Cleide Regina Ribeiro do Nascimento, defensora pública integrante do Grupo de Atuação Estratégica em Direitos Coletivos de Saúde (Gaedic Saúde), pondera que a judicialização revela as falhas estruturais do sistema de saúde. Cleide destaca que embora a saúde seja um direito garantido pela Constituição Federal, não está eficientemente aparelhada para atender toda a população, fazendo com que muitas pessoas precisem recorrer à Justiça. A judicialização se torna inevitável quando o sistema falha em atender o cidadão, mas aprimorar a gestão e planejar melhor os recursos podem ajudar a reduzir essas demandas. Há a necessidade urgente de ampliação a rede de atendimento.

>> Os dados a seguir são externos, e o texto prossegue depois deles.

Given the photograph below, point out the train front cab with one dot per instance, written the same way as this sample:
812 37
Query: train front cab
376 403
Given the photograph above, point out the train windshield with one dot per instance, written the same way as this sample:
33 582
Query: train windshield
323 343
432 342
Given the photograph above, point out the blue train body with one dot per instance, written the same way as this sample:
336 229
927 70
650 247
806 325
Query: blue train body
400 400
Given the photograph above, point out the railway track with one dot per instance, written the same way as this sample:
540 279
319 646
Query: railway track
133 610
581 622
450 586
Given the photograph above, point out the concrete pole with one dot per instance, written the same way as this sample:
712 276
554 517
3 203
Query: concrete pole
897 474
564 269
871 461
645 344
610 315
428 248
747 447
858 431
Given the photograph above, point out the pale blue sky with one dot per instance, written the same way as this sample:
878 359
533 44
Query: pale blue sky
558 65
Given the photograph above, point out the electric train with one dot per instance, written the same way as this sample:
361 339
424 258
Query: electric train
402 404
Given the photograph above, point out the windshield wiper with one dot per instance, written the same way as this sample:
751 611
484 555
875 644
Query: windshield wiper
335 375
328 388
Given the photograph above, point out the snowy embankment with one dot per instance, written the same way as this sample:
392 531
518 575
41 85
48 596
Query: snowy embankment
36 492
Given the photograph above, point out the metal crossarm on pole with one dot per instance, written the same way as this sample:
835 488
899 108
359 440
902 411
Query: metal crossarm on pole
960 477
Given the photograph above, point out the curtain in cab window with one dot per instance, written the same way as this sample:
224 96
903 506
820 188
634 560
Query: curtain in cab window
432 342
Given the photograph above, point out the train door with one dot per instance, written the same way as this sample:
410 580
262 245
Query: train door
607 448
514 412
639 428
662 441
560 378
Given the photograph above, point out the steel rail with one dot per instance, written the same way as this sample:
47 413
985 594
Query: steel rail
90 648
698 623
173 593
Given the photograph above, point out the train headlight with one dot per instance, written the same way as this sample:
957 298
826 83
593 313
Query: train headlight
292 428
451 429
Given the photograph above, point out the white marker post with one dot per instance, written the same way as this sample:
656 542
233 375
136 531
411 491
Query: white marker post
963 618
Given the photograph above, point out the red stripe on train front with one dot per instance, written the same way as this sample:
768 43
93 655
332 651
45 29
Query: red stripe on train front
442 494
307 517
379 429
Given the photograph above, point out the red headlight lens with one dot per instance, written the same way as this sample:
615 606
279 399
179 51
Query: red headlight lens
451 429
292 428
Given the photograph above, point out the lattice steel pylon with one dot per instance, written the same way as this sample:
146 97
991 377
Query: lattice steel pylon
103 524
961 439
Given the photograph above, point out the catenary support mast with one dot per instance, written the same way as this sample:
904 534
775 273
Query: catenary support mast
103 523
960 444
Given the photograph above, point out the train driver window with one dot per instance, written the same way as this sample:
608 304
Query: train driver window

A defensora frisa que quando um cidadão procura a Defensoria Pública em busca de um leito de UTI, normalmente já está em uma emergência médica/risco de morte.

Mesmo após uma decisão judicial favorável, a maior dificuldade é a efetivação da medida. Em muitos casos, não há leitos disponíveis na rede pública, e a ordem judicial precisa ser cumprida por meio da contratação de leitos em hospitais privados. Infelizmente, há registros de pacientes que faleceram enquanto aguardavam um leito, mesmo com ordem judicial expedida.